Math teacher Robert Matuscheck teaches Calculus 3 Honors, Differential Equations Honors, and Linear Algebra Honors while also being a facilitator for the Evidence Based Grading (EBG) Group at Creek. He, like all members of the EBG Group, works towards implementing equitable grading practices in his classes.

Amanda Castillo-Lopez, News Editor

With late assignments piling up in your PowerSchool, you dread the day the “missings” will turn into “zeroes,” plummeting your grade to an abysmal level. Then you remember one critical detail: your teacher always accepts late work for credit.

A lenient late work policy is one of many Evidence Based Grading (EBG) strategies. Teachers who employ EBG in their classrooms, including Creek’s EBG Group members, intend for student’s grades to directly reflect their knowledge of the curriculum – not any other outside influences which might, for instance, cause a student to turn in an assignment a month late.

Amanda Castillo-Lopez

The EBG Group, created in 2020, is composed of teachers who meet to discuss what EBG strategies and other classroom practices could be used to allow every student an equal opportunity to get a good grade regardless of any advantages or disadvantages they may face.

English teacher Emily Cave is one of the teachers who first piloted the group in 2020.

“It was just a bunch of teachers who were realizing that we needed to do something different because kids had skills that weren’t reflected in grades,” Cave said.

A survey conducted by the EBG Group revealed that African American/Black and Hispanic students were overrepresented within the group of students who received a D or F during the Fall Semester of the 2022-2023 school year.
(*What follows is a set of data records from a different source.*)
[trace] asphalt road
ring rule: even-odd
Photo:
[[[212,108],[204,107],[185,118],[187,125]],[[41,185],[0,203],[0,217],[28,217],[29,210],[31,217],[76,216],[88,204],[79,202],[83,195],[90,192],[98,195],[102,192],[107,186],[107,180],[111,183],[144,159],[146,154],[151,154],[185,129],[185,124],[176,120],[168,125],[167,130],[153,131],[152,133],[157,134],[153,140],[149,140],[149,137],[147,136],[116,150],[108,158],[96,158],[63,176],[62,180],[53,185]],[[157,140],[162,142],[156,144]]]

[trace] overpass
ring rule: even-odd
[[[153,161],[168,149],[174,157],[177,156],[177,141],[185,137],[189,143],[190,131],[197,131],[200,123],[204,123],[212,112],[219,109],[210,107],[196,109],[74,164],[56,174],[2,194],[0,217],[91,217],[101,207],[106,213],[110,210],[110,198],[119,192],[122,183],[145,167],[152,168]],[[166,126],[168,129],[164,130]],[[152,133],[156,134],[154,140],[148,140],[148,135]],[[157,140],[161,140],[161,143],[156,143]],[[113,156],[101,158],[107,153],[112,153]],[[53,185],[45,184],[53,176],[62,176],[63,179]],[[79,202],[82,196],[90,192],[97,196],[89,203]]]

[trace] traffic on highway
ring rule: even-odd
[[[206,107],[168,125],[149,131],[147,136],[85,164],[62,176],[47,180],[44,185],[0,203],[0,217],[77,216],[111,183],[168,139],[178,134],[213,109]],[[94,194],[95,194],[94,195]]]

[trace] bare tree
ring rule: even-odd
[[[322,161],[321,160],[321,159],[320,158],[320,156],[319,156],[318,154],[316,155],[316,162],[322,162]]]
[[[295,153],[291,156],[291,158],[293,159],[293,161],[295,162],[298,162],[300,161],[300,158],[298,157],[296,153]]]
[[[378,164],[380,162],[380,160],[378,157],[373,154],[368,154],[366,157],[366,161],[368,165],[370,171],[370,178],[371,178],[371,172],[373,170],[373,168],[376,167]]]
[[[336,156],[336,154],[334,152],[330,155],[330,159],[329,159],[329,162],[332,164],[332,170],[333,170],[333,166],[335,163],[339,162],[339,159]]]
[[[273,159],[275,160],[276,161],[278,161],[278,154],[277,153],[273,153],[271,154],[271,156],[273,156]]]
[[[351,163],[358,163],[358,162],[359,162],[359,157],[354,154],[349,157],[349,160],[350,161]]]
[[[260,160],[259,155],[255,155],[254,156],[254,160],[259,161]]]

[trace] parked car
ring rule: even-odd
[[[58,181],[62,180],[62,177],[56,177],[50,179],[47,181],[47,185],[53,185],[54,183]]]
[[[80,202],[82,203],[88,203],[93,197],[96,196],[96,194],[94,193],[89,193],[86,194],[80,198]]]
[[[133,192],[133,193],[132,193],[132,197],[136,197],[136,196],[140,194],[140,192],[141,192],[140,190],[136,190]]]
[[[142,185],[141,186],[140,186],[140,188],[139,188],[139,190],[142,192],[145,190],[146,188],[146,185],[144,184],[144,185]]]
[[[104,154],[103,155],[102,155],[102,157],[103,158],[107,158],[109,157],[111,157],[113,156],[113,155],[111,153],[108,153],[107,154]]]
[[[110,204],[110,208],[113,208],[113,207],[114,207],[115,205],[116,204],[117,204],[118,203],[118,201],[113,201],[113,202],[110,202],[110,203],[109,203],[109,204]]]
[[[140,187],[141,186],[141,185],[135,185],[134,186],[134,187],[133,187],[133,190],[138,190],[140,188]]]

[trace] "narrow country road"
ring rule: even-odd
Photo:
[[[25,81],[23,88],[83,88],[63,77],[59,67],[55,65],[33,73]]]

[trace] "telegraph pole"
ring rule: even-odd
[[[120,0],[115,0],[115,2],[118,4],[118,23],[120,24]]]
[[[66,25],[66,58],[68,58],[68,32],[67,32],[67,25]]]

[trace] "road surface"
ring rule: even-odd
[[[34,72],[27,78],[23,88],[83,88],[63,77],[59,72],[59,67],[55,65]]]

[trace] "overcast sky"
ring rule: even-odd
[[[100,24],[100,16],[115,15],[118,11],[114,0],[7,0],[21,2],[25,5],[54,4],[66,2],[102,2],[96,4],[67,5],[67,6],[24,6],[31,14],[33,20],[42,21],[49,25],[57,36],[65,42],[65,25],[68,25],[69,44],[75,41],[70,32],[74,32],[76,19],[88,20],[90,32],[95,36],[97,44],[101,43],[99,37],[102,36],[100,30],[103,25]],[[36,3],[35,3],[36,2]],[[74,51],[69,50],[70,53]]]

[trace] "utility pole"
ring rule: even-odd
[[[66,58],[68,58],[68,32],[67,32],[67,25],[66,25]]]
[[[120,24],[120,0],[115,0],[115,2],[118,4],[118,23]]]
According to Rob Matuschek, math teacher and one of the EBG Group’s Facilitators, moving away from traditional grading and adopting more equitable grading techniques is a step toward closing the achievement gap at Creek.
Cave believes that EBG accounts for the different levels of access to material and support students have outside of the classroom.

“Students come in with different support systems from home,” Cave said. “So there’s no penalty for students who don’t know anything coming in versus the kids who had a tutor over the summer.”

Another member of the group, science teacher Kenadi Dixon, implements EBG in her CP Biology class, where she gives students a 50% as opposed to a 0% for work they don’t hand in, and allows them multiple attempts on quizzes in order for their educational growth to reflect in their grade. One of Dixon’s current CP Biology students, sophomore Jazz English, feels the benefits of these policies.

“It’s really helpful for me … I learn better from my mistakes,” English said. “It’s really based off of what you learn rather than what you can just put on a piece of paper.”

What helps one student in one class, however, may not be as effective in another. For that reason, the EBG Group doesn’t specifically require teachers to implement anything in their classroom a certain way. It’s the same reason EBG isn’t a school-wide policy.

“A grade book then is an extension of the teaching that you do,” Assistant Principal Marcus McDavid said. “And therefore, Mr. Silva has said ‘I want to still embrace that philosophy of being able to let the experts—the teachers—design the instruction in a way that fits them.’”

Regardless of whether or not they are in the EBG group, teachers are encouraged to be conscious of how their grading practices may influence their students. For instance, on Feb. 21, in the last hour of Professional Development Day, teachers talked about the purpose of grades, both through the lens of EBG and as more of a general conversation about eliminating disparity in achievement.

“Everybody’s doing it,” Matuschek said, citing another one of the EBG Group’s survey results which revealed that every teacher surveyed had implemented one or more EBG strategies. “Most teachers in the building engage in [EBG] in one form or another – the team is taking all these things and doing it formally.”

What makes the EBG Group unique is that it provides members with support and access to shared knowledge learned over collective years of being educators.

“I’m grateful to be a part of that team and to work with just amazing educators from all backgrounds with various years of teaching experience,” Dixon said. “I think we each bring something unique to the table, and because of that I think we’re better for our students and better for Creek.”